- Born: November 14, 1955
- Died: October 1, 2018 (aged 62)
- Occupation: Professor
- Known for: Worldism political theory

Academic background
- Alma mater: Wellesley, MIT

Academic work
- Discipline: International relations
- Sub-discipline: Postcolonialism
- Institutions: The New School

= L. H. M. Ling =

American academic (1955–2018)

L. H. M. "Lily" Ling (14 November 1955 – 1 October 2018) was a political theorist and scholar whose work focused around the theory of worldism within international relations. Much of her work draws from storytelling, the arts, and non-Western culture to present alternative versions of historical analysis of global affairs. She was Professor of International Affairs at The New School at the time of her death.

== Biography ==
She graduated from Wellesley College, and from Massachusetts Institute of Technology with a Ph.D. She held academic positions at University of Texas at Austin, Syracuse University, Cornell University, and International Institute of Social Studies before joining the faculty at The New School in 2002 as an associate professor with the Graduate Program in International Affairs. She was an editorial board member for Politics & Gender and for International Political Sociology, and an associate editor for International Feminist Journal of Politics.

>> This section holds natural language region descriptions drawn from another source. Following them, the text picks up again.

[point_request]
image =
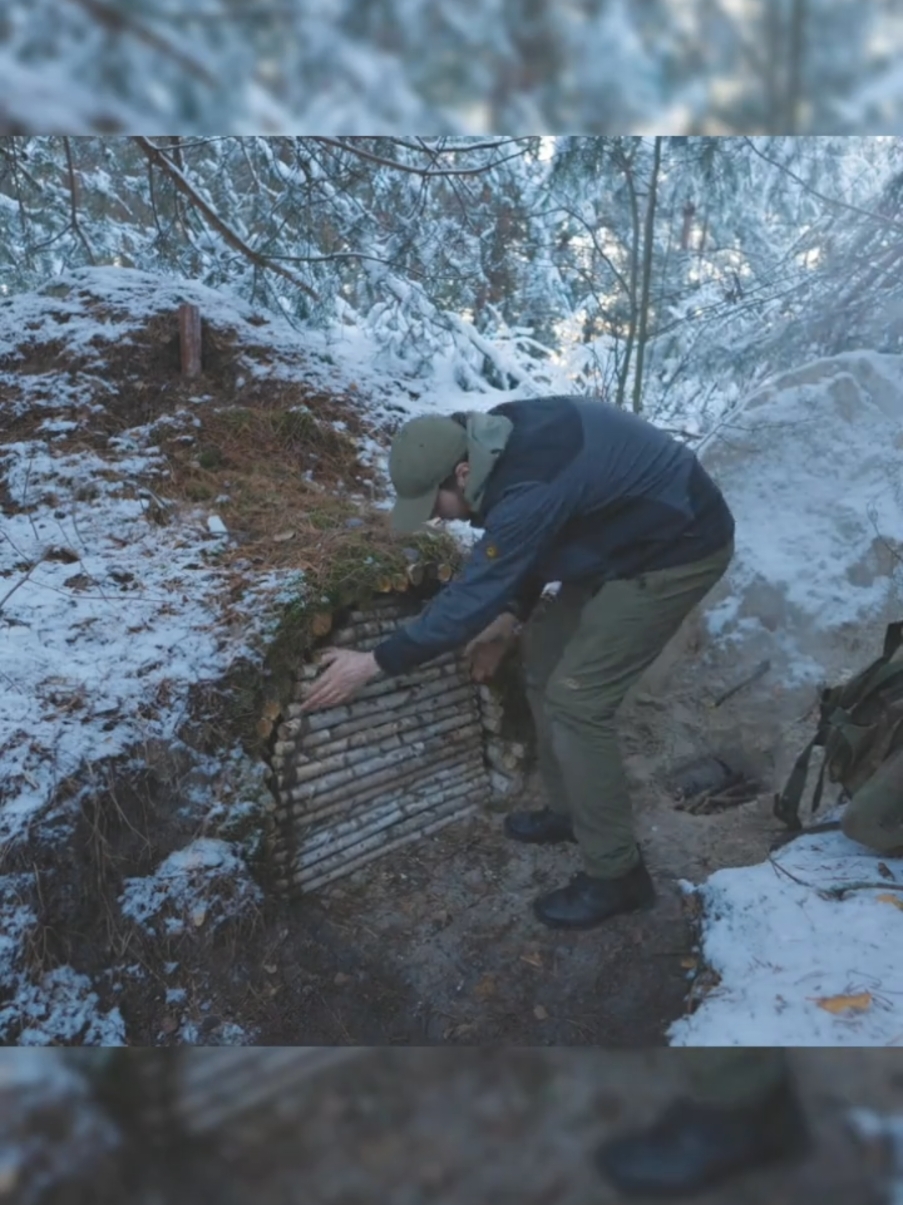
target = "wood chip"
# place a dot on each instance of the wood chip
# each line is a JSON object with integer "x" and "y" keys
{"x": 321, "y": 623}
{"x": 837, "y": 1004}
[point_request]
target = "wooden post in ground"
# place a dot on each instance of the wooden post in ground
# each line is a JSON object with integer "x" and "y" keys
{"x": 189, "y": 339}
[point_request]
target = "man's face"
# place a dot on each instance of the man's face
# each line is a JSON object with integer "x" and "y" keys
{"x": 450, "y": 503}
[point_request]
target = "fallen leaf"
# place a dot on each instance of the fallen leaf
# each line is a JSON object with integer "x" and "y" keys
{"x": 461, "y": 1030}
{"x": 836, "y": 1004}
{"x": 486, "y": 987}
{"x": 9, "y": 1179}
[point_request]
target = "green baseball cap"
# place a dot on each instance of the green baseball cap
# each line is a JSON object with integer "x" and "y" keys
{"x": 423, "y": 453}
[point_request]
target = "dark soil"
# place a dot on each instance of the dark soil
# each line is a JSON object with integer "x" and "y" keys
{"x": 496, "y": 1127}
{"x": 438, "y": 944}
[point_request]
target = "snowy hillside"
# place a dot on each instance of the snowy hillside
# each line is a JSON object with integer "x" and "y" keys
{"x": 810, "y": 466}
{"x": 141, "y": 576}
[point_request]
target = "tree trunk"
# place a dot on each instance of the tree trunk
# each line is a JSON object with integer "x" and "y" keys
{"x": 796, "y": 53}
{"x": 625, "y": 371}
{"x": 648, "y": 247}
{"x": 189, "y": 339}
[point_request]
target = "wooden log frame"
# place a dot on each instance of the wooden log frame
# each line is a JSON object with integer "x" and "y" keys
{"x": 393, "y": 779}
{"x": 323, "y": 765}
{"x": 418, "y": 750}
{"x": 329, "y": 847}
{"x": 361, "y": 729}
{"x": 306, "y": 818}
{"x": 402, "y": 759}
{"x": 379, "y": 848}
{"x": 241, "y": 1087}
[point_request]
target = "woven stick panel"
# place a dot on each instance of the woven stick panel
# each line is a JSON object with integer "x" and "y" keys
{"x": 250, "y": 1088}
{"x": 402, "y": 759}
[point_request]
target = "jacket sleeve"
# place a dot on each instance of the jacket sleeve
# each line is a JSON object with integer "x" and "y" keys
{"x": 519, "y": 532}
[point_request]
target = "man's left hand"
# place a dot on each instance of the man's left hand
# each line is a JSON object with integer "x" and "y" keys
{"x": 349, "y": 670}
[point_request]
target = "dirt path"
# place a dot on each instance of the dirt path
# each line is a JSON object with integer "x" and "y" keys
{"x": 437, "y": 1127}
{"x": 438, "y": 944}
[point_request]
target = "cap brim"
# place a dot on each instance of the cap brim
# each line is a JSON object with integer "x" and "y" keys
{"x": 410, "y": 513}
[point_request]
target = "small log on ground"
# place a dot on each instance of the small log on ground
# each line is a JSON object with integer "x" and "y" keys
{"x": 189, "y": 340}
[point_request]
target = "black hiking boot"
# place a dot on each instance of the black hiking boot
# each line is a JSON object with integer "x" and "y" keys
{"x": 695, "y": 1146}
{"x": 587, "y": 901}
{"x": 544, "y": 827}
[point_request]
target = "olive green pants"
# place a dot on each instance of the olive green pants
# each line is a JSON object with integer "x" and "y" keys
{"x": 733, "y": 1075}
{"x": 874, "y": 815}
{"x": 581, "y": 654}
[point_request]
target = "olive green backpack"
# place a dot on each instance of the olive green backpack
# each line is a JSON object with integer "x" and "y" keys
{"x": 860, "y": 726}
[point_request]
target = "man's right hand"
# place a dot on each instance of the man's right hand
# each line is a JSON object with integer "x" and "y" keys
{"x": 487, "y": 650}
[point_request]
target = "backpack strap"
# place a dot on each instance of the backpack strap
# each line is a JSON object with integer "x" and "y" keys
{"x": 786, "y": 805}
{"x": 836, "y": 707}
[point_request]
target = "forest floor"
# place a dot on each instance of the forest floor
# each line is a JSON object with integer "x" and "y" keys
{"x": 478, "y": 1127}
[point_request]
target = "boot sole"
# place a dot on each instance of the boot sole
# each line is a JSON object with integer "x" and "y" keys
{"x": 541, "y": 840}
{"x": 662, "y": 1192}
{"x": 646, "y": 906}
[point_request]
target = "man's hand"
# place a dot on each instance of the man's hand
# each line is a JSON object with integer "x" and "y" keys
{"x": 487, "y": 650}
{"x": 349, "y": 670}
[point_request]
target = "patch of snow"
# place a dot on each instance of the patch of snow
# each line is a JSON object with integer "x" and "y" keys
{"x": 205, "y": 883}
{"x": 779, "y": 947}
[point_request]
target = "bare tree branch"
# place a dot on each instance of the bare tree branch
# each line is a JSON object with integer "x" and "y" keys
{"x": 341, "y": 145}
{"x": 165, "y": 164}
{"x": 124, "y": 23}
{"x": 74, "y": 201}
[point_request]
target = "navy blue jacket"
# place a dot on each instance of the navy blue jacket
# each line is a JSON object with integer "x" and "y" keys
{"x": 585, "y": 492}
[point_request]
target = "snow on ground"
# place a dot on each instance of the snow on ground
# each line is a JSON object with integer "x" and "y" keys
{"x": 810, "y": 466}
{"x": 884, "y": 1130}
{"x": 118, "y": 617}
{"x": 109, "y": 618}
{"x": 799, "y": 967}
{"x": 50, "y": 1129}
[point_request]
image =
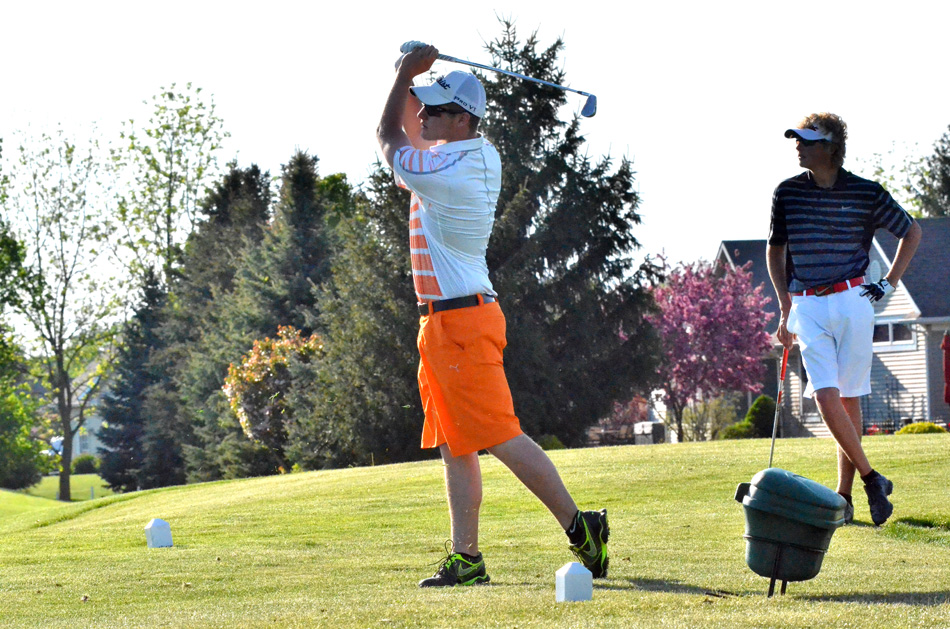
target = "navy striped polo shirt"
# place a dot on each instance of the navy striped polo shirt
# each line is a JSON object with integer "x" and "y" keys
{"x": 828, "y": 231}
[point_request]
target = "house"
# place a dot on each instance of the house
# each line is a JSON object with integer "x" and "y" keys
{"x": 907, "y": 379}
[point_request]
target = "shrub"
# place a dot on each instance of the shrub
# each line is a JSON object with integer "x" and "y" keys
{"x": 550, "y": 442}
{"x": 761, "y": 416}
{"x": 257, "y": 389}
{"x": 918, "y": 428}
{"x": 741, "y": 430}
{"x": 85, "y": 464}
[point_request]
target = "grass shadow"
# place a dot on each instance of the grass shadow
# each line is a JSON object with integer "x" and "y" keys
{"x": 665, "y": 586}
{"x": 919, "y": 599}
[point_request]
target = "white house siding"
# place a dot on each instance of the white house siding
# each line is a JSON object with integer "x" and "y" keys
{"x": 939, "y": 409}
{"x": 898, "y": 386}
{"x": 86, "y": 441}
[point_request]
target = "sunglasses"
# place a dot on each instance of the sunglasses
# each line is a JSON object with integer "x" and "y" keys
{"x": 434, "y": 111}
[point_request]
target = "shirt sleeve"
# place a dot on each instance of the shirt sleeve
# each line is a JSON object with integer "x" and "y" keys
{"x": 778, "y": 232}
{"x": 889, "y": 215}
{"x": 425, "y": 172}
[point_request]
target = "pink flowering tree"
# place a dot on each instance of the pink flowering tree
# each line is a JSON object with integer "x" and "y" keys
{"x": 712, "y": 326}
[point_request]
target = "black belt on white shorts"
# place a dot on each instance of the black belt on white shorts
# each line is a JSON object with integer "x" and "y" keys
{"x": 468, "y": 301}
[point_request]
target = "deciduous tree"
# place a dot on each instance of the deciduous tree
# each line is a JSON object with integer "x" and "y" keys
{"x": 72, "y": 302}
{"x": 934, "y": 181}
{"x": 713, "y": 330}
{"x": 166, "y": 166}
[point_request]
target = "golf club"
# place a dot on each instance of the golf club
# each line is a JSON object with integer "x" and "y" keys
{"x": 590, "y": 107}
{"x": 778, "y": 403}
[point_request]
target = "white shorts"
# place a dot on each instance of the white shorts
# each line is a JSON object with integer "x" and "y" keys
{"x": 835, "y": 334}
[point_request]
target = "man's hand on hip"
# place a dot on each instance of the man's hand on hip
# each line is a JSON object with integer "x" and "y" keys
{"x": 876, "y": 291}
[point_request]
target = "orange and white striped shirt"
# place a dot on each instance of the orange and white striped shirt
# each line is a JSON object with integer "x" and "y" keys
{"x": 455, "y": 190}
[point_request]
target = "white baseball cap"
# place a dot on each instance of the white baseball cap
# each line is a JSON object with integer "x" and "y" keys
{"x": 461, "y": 88}
{"x": 809, "y": 134}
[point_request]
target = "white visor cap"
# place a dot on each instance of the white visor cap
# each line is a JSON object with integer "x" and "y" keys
{"x": 461, "y": 88}
{"x": 808, "y": 134}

In 2018, she was awarded the Eminent Scholar distinction by the Feminist Theory and Gender Studies section of the International Studies Association. Ling died on 1 October 2018, of stroke complications.

== Worldism ==
Ling was the lead advocate for worldism, a theory of international relations. Worldism posits that the dominant geopolitical order, defined as the Westphalian world/Western IR, is a singular social construction that interacts competitively and creatively with 'other worlds' – other social and political orders. The theory itself blends together insights from Taoism, feminism, postcolonialism, and social constructivism to critique the militaristic focus of contemporary international relations and realist analysis of it.

Doaism's yin-yang diagram, a physical representation of the dialectic basis for worldism

The theory bases itself in Daoist dialectics to complicate the totality of Western IR and pose it as the yang element within a dialectic construction. In comparison, Ling draws upon the arts and soft power to represent yin. Together, both "co-create, co-govern, and co-exercise power." Ling encourages others to explore within the creative power of yin to challenge the yang of dominant IR narratives to create new worlds, thus fulfilling the prophecy of worldism in the dialogue of various worlds within one another.

==Publications==
===Books===
- Postcolonial International Relations: Conquest and Desire between Asia and the West (London: Palgrave Macmillan, 2002)
- Seductions of Empire: Complicity, Desire, and Insecurity in Contemporary World Politics (forthcoming), co-authored with Anna M. Agathangelou (York University).
- The House of IR: From Family Power Politics to the Poisies of Worldism, co-authored with Anna M. Agathangelou (Wiley on behalf of The International Studies Association, 2004)
- The Dao of World Politics: Towards a Post-Westphalian, Worldist International Relations (Routledge, 2014)
- Imagining World Politics: Sihar & Shenya, A Fable for Our Times (Routledge, 2014)
- India China: Rethinking Borders and Security, with Adriana Erthal Abdenur, Payal Banerjee, Nimmi Kurian, Mahendra P. Lama, and Li Bo. (University of Michigan Press, 2016, ISBN 978-0-472-13006-1).

===Other publications===
- "The Kitsch of War", International Affairs Working Paper 2005-02, March 2005
Ling, L.H.M (2017) “World Politics in Colour” in Millennium: Journal of
International Studies, Vol. 45(3) pp. 473–491. Accessible: https://doi.org/10.1177/0305829817703192

Ling's publications have appeared in International Feminist Journal of Politics, International Studies Quarterly, International Studies Review, Journal of Peace Research, Millennium, positions: east Asia cultures critique, Review of International Political Economy, Review of Politics, as well as various edited volumes.